Frequently asked questions
Why is Bentley-Ottmann O((n + k) log n) and not O(n² )?
The brute-force pairwise test is O(n²) because it checks every pair. Bentley-Ottmann only ever tests segments that are adjacent in the top-to-bottom order along the sweepline, and two segments can only cross if they first become adjacent. Each of the n + k events does O(log n) tree and queue work, giving O((n + k) log n). When k is near n² the brute force can actually win, but for sparse arrangements the sweep is dramatically faster.
What are the three event types in the sweepline?
Left endpoint (insert the segment into the status structure and test it against its new neighbours), right endpoint (remove the segment and test the two segments that become newly adjacent), and intersection point (swap the order of the two crossing segments and test the pairs they newly border). All three are pulled from a priority queue ordered by x, then by y.
How does Bentley-Ottmann handle vertical segments and shared endpoints?

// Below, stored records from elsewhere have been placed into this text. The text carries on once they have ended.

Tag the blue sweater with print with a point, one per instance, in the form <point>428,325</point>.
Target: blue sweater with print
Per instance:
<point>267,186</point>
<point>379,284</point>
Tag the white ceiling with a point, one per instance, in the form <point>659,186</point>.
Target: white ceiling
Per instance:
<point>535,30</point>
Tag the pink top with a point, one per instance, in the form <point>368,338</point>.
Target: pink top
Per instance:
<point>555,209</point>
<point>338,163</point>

Degeneracies are the hard part. Vertical segments break the x-then-y event order, so the standard fix rotates the plane by a tiny angle or uses a symbolic perturbation (simulation of simplicity) so no two events share an x. Shared endpoints and three-or-more segments through one point require processing all segments at an event point together rather than as separate swaps.
Is Bentley-Ottmann the asymptotically fastest intersection algorithm?

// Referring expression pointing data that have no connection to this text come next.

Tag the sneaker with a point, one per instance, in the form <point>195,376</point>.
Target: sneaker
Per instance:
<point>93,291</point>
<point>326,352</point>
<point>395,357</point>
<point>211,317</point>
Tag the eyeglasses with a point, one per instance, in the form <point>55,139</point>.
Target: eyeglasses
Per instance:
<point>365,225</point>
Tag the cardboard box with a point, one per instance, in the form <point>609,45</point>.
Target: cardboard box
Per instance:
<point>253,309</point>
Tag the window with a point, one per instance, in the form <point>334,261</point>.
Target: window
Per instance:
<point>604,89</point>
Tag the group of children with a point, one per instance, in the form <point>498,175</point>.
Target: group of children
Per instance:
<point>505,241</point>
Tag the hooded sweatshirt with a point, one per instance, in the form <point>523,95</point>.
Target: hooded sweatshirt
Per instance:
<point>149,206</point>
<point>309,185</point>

No. Chazelle and Edelsbrunner gave an O(n log n + k) algorithm in 1992 that shaves the log n off the k term, and Balaban's 1995 algorithm also reaches O(n log n + k) with less machinery. Bentley-Ottmann's O((n + k) log n) is the classic and by far the most implemented because it is simple, but it is not optimal.

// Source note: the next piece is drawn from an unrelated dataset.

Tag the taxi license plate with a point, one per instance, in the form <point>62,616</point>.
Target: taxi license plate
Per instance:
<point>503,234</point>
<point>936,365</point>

What goes in the priority queue versus the status structure?
The event queue holds future event points (endpoints and discovered intersections) ordered by x then y — it answers "what happens next?". The status structure is a balanced BST holding the segments currently crossing the sweepline, ordered by their y-coordinate at the sweep's x — it answers "who is next to whom right now?". Intersections are found by querying the status structure for adjacency, then scheduled as new events in the queue.
Can floating-point error make Bentley-Ottmann report wrong results?
Yes, and it is the number-one source of bugs. The orientation and intersection tests use cross products that lose precision near-collinear, so an intersection can be missed, double-reported, or scheduled in the wrong order, corrupting the status structure. Robust implementations use exact or adaptive-precision arithmetic such as Shewchuk's predicates, or integer coordinates with a wide enough word size.